# Looing at a used Ariens st1032



## riverdog (Feb 10, 2014)

Thanks to this forum, I've pretty much decieded to go with an Ariens machine. Have been considering a Platinum 30, Deluxe 30, or a deluxe 28, all with the Ariens AX engine. I have a large chunk of hilly rural property and want to clear around the house, a turnaround, and some paths. A plow will do the longer approaches. Surface will be 99% small gravel. Here in Southern WA we get heavy dumps.

I've read the thread on American made. I found this on CL and am going to look at it shortly. Seller says it is about 10 years old and he thinks it has the Tecumseh engine. What do you think. I am prepared to spend $1500ish for a solid, long lasting machine but this one might be a good deal and be all american. 

Snow Blower

Is the 10hp engine strong enough for a 32"? What will this machine turn like? I assume it does not have the newer fancy auto turn. Thanks in advance. Thanks for all the posters offering up so much info!


----------



## Jackmels (Feb 18, 2013)

That is a GOOD Machine. Has the Gear Type Chute Crank that doesn't Break, and No Plastic Crap to Break. That also has a differential you can unlock, and it will turn easily without that Auto Turn BS that will break when warranty expires. The ST's are Rugged Machines, and I would Recommend it over Anything New. However, at $950, he is getting All the Money for it. Let us know if You get it!


----------



## riverdog (Feb 10, 2014)

Thanks for the reply. If its in excellent condition with about 20 hours of use as he states, what do you think its worth? It does not have electric start.


----------



## CAPTAINCONSUMER (Feb 18, 2011)

NO ES ON A 10 HP MACHINE? THE 32" MACHINE I HAVE HAS A 7 HP TEC....ENGINE IS SHOT BUT IT IS OVER 40 YEARS OLD (has metal gas tank!! and i am installing an 11.5 hp engine). THE DIFFERENTIAL IS GREAT AND IT CLEARS DOWN TO THE PAVEMENT!

IF IT DOESN'T HAVE ES THAT MAY BE WHY IT ONLY HAS 20 HRS ON IT!. IN THE MARKET I AM IN, $950.00 IS A LOT OF JACK FOR A 10 YR OLD MACHINE WITHOUT ES.


----------



## Smolenski7 (Nov 24, 2010)

riverdog said:


> Thanks for the reply. If its in excellent condition with about 20 hours of use as he states, what do you think its worth? It does not have electric start.
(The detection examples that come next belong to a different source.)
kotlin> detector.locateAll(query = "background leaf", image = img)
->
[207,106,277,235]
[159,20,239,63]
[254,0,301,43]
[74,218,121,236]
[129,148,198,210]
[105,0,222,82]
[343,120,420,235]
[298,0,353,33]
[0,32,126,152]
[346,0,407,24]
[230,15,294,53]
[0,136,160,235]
I took a quick look around. I found one here in CT, in not even close to as good a shape as the one you are considering, for $350. I found another on a national site that looked to be in great condition for $895. So, I personally think he's asking a little bit more than what it's worth, but he's in the ball park. I say, if you like it and can afford it, try to haggle but don't let it be a deal breaker if he's stubborn.


----------



## Jackmels (Feb 18, 2013)

What is it Worth to You is the Question. Machine Certainly Looks to be in Mint Condition. That Machine Will last, and it has the Tall Chute-It should work Great.( Electric Starters are No Big Deal-I sell Good Used for $50.) Consider that We are now Past the Midway Point of Snowblower Season, so I'd be looking for a Deal, no matter what you buy. My thought process is $750 CASH as a starting point- SHOW THE CASH as you make your offer. Money Talks.


----------



## riverdog (Feb 10, 2014)

I looked at the 1032 yesterday and was not too impressed with the snow throwing. The condition and build quality was great. Original manuals too. I attacked a 12" slab of undisturbed snow with maybe half of the machines width and it would bog down, ride up, and spin a tire. I read the manual and locked the center diff and it was better but still not impressive. Maybe the 10hp is not enough for a 32"? What should my expectations be? I assume a solid 30" machine could take on a 24" wide and 6-12" deep drift with no problem. I'm going to stop by the local husquvarna dealer today and try out one of their rentals. I've not heard great things about their machines though.


----------



## SNowhater55 (Oct 21, 2018)

I have a ST1032 for sale in Connecticut, machine is in good condition, needs the electric starter looked at.
Runs great, never abused, I am downsizing to a smaller home.
[email protected] 203-314-0101


----------



## GoBlowSnow (Sep 4, 2015)

I work on 3 ST1032s- They are fine machines, but with how wide they are and with the annoying and unnecessary wide stubby tires, where they shine is on flat surfaces where you can go slow to medium speed. They do not throw the snow very far, that is a given- so if distance is important, the ST1032 is not for you. If you have large chunks of hard ice like stuff, yes it will not get that stuff very well either. The newer 32 inch machines (PRO-30, PRO-32, Deluxe 30) do a considerably better job but they are set up a bit differently and using newer technology. That being said, if I had a blizzard to deal with and had flat surfaces to run along, the ST1032 should be able to handle things just fine. Remember that just like on vehicles, wide tires won't do as good of a job in the snow as more narrow tires. Adding chains to the wide stubby tires might help things a bit, but I find the wide stubby tires to be very disappointing and annoying.


----------



## rslifkin (Mar 5, 2018)

Wide vs narrow tires will depend on the kind of snow. For slush or wet snow, you want narrow tires to dig through it and find something grippy underneath. For dry snow that packs well or ice where you can't dig through it, you want the wider tires to grab more of the surface for more grip (dry snow and ice behave more likely slippery pavement, while wet snow and slush behave more like mud).


----------